1989’da Dünya gazetesinde gazeteciliğe adımını attı. Ardından Hürriyet gazetesi kültür servisi, sonrasında 1995’te kurulan Evrensel gazetesinin yazı işleri kadrosu… 2000’lerin ilk yıllarında Milliyet’in dış haberler bölümündeydi ve yine o dönemlerde gazeteci arkadaşlarıyla haftalık Beyoğlu Gazetesi’ni çıkardı. Bütün bu dönemler boyunca aynı zamanda çeşitli sol, sosyalist yayınların kuruluşunda yer aldı. 

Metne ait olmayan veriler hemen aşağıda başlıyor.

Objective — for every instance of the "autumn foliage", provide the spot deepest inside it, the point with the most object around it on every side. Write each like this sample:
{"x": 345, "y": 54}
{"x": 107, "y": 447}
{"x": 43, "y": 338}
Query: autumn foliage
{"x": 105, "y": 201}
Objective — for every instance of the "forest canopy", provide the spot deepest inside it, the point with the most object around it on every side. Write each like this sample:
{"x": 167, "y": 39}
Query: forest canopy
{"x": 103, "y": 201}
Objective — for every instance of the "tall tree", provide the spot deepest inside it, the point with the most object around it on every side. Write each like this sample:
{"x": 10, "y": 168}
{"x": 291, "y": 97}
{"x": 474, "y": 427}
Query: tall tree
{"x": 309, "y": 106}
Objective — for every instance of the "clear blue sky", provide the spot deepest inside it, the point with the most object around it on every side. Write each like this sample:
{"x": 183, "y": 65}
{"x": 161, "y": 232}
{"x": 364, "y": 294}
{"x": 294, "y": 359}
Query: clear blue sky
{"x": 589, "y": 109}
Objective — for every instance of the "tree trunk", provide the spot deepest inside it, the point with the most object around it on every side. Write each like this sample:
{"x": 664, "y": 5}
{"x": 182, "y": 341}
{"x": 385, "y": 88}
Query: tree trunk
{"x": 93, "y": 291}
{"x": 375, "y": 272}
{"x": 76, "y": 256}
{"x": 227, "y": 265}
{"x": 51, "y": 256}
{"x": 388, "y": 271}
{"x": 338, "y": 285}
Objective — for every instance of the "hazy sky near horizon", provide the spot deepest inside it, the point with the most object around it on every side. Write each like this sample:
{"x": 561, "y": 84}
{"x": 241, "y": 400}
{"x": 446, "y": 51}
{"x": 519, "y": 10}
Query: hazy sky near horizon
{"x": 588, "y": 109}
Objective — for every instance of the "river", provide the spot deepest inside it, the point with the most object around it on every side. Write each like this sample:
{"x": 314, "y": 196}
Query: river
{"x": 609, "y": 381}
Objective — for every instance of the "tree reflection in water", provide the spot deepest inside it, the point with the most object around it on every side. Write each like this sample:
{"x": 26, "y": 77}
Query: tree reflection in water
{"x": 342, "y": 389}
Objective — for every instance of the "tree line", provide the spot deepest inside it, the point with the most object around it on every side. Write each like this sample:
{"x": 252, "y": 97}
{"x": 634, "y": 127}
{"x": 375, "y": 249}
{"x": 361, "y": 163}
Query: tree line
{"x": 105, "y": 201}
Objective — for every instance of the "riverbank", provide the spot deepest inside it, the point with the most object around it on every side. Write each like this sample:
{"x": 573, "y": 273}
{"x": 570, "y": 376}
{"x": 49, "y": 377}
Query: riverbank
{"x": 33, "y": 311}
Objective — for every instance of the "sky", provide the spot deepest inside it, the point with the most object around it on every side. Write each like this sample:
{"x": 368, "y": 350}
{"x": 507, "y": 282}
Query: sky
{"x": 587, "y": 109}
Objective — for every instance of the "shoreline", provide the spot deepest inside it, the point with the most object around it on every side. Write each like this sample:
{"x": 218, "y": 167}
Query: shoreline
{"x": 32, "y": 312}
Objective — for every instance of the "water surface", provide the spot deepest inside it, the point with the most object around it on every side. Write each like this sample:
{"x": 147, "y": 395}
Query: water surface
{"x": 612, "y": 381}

Gazeteci Sezin Öney, Milliyet’te birlikte çalıştığı Erkoca’yı şöyle anlatıyor; 

“2000’lerin başı; daha okul zamanlarım. Milliyet Dış Haberler’de gazetecilik arzusuyla yanıp tutuşan bir avuç genciz. Ne yapsak, duvara çarpıyor ve heveslerimiz hep içimizde kalıyor. Artık pes etmeye ve gazeteciliğe veda etmeye ramak kala önce eski Cumhuriyet’ten, efsanevi dış haberler editörü Ergun Balcı ekolünden Sinan Gökçen ve onunla beraber Yurdaer Erkoca, bizim servise geliyorlar. İlk başta fazla umudumuz yok. Ama Sinan ve Yurdaer, bir şekilde bizim kırılan heveslerimizi onarıyor. Dağınık biçimde önüne gelen haberi çevirmeye çalışan bir ‘gömük yetenekler servisinden’, konusunda uzmanlaşan, haber kovalayan ve en önemlisi de haber yazmayı, haber dilini düzgün kullanmayı öğrenen bir takıma dönüşüyoruz. Ve ben, gazetecilikte ne öğrendiysem, o zamanlar, bu insanların, editörlerimin tedrisatından geçerek öğrendim. Bugün hala, çeşitli yazım kurallarından, haber yazımının ve genelde de yazının temel kaidelerine, sık sık o zamanlar öğrendiklerim aklıma geliyor da, kendi kendimin editörlüğünü yapabiliyorum. Dahası, onlar olmasaydı yazarlığı, gazeteciliği hiç başlamadan bırakmıştım. 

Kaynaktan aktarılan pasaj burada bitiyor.